This notebook was used simply to reformat the accident data for pycharts. It transforms the data so that it aggregates the total number of accidents per borough for each date.
In [1]:
import numpy as np
import pandas as pd
In [2]:
# Load accident data.
accident_data = pd.read_csv('../../NYPD_Motor_Vehicle_Collisions.csv')
In [12]:
# Convert date column to datetime format so that we can sort properly.
accident_data['PARSED_DATE'] = pd.to_datetime(accident_data['DATE'])
accident_data = accident_data.sort_values(by=['PARSED_DATE'])

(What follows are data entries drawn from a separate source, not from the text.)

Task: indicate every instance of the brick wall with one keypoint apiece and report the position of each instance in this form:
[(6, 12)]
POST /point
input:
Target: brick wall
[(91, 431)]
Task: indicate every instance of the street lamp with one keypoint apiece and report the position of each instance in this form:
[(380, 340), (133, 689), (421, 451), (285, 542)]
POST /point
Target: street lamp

accident_data['YEAR'] = accident_data['PARSED_DATE'].dt.year
accident_data['MONTH'] = accident_data['PARSED_DATE'].dt.month
In [53]:
# Aggregate by borough for each date and then unstack to reflatten it back out so each
# borough is a column.
timeseries_data = accident_data.groupby(['PARSED_DATE', 'BOROUGH']).size().unstack(level=-1)
In [54]:
timeseries_data
Out[54]:
In [55]:
# Save output to file.
timeseries_data.to_csv('../website/data/accident_timeseries_data.csv')
In [13]:
# Aggregate by borough for each year and then unstack to reflatten it back out so each
# borough is a column.
timeseries_yearly_data = accident_data.groupby(['YEAR', 'BOROUGH']).size().unstack(level=-1)
In [14]:
timeseries_yearly_data
Out[14]:
In [15]:
# Save output to file.
timeseries_yearly_data.to_csv('../website/data/accident_timeseries_yearly_data.csv')
In [16]:
# Aggregate by borough for each year/month and then unstack to reflatten it back out so each
# borough is a column.
timeseries_monthly_data = accident_data.groupby(['YEAR', 'MONTH', 'BOROUGH']).size().unstack(level=-1)
In [17]:
timeseries_monthly_data
Out[17]:
In [18]:
# Save output to file.
timeseries_monthly_data.to_csv('../website/data/accident_timeseries_monthly_data.csv')